Briefly Disappearing Kids

by doodaddy on May 5, 2009

Boo disappeared from my sight today. But it’s cool.


Alone, outside.
Except for the photographer, of course.

We were out in front of the house during a rare break in the rain — this year, May is pretending it’s November. I was weeding and Boo scooted her pushbike up and down the block. (Or, if you believe her, from “the store” to “London.”)

Nothing distracts my daughter like an animal, and sure enough, she followed the neighbor cat from two houses away to a favorite perch on its porch — out of my sight.

We know the neighbors on whose porch Boo was now sitting. It’s a blind passage; no way out except back to the street.
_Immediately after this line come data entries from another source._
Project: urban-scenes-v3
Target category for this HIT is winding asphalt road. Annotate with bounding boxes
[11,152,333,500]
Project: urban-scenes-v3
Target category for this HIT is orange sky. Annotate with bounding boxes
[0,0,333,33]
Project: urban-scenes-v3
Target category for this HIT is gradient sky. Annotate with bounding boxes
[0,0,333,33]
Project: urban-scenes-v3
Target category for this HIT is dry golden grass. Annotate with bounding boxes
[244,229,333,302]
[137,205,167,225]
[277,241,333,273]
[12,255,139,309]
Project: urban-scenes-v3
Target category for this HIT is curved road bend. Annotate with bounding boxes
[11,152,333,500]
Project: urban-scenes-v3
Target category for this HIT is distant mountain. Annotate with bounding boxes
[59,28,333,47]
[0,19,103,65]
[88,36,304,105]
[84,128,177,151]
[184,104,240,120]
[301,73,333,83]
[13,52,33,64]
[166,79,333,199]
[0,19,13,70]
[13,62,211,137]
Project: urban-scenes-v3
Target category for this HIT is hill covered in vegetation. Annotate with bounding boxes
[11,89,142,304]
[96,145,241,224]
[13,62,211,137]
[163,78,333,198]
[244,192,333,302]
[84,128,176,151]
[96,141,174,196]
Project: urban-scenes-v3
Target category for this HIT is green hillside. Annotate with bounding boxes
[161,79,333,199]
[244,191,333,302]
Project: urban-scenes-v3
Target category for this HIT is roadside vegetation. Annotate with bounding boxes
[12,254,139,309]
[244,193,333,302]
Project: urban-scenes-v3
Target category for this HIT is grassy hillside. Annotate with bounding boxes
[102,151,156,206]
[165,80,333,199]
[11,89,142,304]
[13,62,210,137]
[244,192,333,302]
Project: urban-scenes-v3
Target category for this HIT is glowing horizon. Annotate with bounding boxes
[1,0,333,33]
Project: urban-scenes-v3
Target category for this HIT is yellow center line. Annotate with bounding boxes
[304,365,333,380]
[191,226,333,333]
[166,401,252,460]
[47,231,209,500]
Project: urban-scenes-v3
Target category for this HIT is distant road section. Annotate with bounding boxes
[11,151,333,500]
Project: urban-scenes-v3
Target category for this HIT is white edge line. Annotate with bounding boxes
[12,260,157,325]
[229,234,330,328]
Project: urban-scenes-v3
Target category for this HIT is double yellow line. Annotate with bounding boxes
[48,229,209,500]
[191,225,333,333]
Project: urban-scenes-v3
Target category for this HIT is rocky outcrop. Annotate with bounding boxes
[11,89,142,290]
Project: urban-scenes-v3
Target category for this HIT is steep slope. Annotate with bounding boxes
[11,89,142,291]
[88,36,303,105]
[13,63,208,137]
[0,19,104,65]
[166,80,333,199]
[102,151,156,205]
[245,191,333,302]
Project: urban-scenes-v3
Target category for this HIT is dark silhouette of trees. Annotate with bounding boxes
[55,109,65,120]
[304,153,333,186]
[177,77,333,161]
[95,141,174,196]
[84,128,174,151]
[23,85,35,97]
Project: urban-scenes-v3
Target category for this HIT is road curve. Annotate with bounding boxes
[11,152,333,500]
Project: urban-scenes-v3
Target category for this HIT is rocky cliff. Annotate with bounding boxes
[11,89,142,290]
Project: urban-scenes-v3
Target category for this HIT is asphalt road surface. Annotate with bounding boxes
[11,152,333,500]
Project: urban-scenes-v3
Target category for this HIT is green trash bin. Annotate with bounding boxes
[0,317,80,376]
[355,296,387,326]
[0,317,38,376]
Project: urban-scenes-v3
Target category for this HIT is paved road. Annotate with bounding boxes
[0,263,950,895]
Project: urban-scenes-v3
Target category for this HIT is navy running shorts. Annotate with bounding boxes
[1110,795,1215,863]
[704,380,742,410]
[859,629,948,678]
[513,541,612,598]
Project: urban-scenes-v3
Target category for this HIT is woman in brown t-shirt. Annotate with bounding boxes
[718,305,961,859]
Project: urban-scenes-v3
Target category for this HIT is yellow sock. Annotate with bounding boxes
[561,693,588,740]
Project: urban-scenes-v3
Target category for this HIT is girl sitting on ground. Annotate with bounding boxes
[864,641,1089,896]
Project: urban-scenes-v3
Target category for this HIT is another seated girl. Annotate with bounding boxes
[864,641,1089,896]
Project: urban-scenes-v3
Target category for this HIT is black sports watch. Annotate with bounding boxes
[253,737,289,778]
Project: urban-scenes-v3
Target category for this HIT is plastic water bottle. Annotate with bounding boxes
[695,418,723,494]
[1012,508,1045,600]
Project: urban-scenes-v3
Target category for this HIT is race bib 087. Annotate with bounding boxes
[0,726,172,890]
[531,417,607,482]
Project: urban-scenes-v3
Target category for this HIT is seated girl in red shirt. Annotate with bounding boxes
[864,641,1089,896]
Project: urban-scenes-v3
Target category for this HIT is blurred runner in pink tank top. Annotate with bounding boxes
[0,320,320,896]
The neighbors had in fact just left, so I was sure (rationally) that no random homeless hiker maniac bandit was hiding in the door jamb. We even know the cat.

To summarize: Boo was in a safe place with no outlet, just 30 feet away from me, within earshot, hanging out with a cat. But she was essentially on the street, and certainly invisible to me.

So I let her stay there.

Oh, sure, I checked on her once, but not right away. And then she called me once to help her detangle the cat’s claw from her glove. But apart from that I let my three-year old girl stay by herself (on the street, did I mention?) for at least 20 minutes.

Don’t think I wasn’t crazy-anxious. I have never weeded so apprehensively — or inaccurately, since I was mostly staring at the walkway where Boo should reappear. And my imagination — of abductors sweeping down from the roof on invisible pterodactyls, for example — is fantastic at overcoming the simple fact that Boo was in no possible danger.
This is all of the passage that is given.